Single Image Dehazing via Large Sky Region Segmentation and Multiscale Opening Dark Channel Model
Outdoor images acquired under poor weather conditions are usually contaminated by suspended particles and aerosols in the atmosphere. These captured images easily suffer from contrast reduction, low visibility and color distortion. In this paper, we develop a novel single image dehazing method based on large sky region segmentation and multiscale opening dark channel model (MODCM). First, a simple but effective method for large sky region detection based on SVM classification is presented, which can be considered as the first step of atmospheric light estimation. Then, two different strategies are utilized for obtaining a more accurate estimate of the atmospheric light according to the mentioned detection result.
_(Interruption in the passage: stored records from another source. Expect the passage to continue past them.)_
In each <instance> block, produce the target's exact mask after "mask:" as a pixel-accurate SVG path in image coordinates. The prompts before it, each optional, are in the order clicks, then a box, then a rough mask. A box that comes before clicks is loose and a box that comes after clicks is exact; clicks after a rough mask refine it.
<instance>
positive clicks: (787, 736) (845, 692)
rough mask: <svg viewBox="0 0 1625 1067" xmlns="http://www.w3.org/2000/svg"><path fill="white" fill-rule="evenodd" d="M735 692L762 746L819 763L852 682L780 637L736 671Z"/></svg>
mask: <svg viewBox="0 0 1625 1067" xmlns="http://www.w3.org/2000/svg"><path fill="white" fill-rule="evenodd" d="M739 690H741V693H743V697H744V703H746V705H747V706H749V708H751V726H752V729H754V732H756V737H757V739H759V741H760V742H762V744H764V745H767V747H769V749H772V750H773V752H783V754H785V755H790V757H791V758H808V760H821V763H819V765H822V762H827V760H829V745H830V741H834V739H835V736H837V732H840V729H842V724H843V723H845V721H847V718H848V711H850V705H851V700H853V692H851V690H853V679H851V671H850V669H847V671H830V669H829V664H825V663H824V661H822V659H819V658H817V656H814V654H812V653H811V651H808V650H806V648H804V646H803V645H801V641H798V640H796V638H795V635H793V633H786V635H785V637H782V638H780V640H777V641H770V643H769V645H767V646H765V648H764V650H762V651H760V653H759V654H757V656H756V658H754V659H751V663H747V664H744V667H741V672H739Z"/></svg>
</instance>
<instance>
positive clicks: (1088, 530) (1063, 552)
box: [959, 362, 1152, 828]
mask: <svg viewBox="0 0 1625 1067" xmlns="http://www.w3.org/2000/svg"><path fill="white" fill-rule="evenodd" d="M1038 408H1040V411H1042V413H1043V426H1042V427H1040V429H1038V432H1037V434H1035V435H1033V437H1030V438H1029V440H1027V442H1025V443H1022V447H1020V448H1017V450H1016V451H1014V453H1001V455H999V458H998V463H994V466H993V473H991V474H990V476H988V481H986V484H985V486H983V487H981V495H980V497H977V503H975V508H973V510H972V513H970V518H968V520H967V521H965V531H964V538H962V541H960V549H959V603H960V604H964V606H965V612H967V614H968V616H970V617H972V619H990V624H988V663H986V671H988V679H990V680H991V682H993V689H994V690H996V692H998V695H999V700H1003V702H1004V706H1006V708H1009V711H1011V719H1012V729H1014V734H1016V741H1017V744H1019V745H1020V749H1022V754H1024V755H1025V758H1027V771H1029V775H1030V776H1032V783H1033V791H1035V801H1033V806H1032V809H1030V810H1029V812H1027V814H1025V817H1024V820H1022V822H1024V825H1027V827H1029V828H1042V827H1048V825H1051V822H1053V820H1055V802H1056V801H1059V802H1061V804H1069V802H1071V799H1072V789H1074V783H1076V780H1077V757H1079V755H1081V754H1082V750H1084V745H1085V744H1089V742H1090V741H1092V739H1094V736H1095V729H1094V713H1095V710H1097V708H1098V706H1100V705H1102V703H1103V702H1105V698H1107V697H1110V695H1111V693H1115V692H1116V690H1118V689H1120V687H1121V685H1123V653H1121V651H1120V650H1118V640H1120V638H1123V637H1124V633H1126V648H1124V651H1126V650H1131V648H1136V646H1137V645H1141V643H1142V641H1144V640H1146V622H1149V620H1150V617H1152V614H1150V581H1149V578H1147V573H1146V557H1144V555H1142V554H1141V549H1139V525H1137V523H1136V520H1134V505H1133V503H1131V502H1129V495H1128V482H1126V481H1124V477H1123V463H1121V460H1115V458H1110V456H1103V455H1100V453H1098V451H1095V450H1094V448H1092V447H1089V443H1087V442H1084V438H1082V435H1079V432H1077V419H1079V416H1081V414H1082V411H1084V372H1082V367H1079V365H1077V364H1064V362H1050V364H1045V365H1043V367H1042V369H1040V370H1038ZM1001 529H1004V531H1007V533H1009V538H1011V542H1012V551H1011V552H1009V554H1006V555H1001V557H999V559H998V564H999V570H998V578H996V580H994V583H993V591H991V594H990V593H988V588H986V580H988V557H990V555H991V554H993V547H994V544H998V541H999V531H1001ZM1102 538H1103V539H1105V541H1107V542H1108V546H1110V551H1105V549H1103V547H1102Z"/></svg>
Furthermore, MODCM can adaptively make use of different patch sizes to calculate the dark channel according to different edge levels, which can prevent halo artifacts near edges of depth discontinuity. In addition, the gradient domain guided filter is adopted to refine the initial transmission map due to its accuracy near edges. Finally, the haze-free image can be obtained through correcting the colors of the sky region and combining the sky and non-sky region. Experimental results on different kinds of hazy images indicate that our proposed approach can produce the visually desirable results with genuine color and high scene visibility, even superior than other state-of-the-art dehazing methods.
Dehazing, large sky region detection, atmospheric light, multiscale opening dark channel model(MODCM), gradient domain guided filter.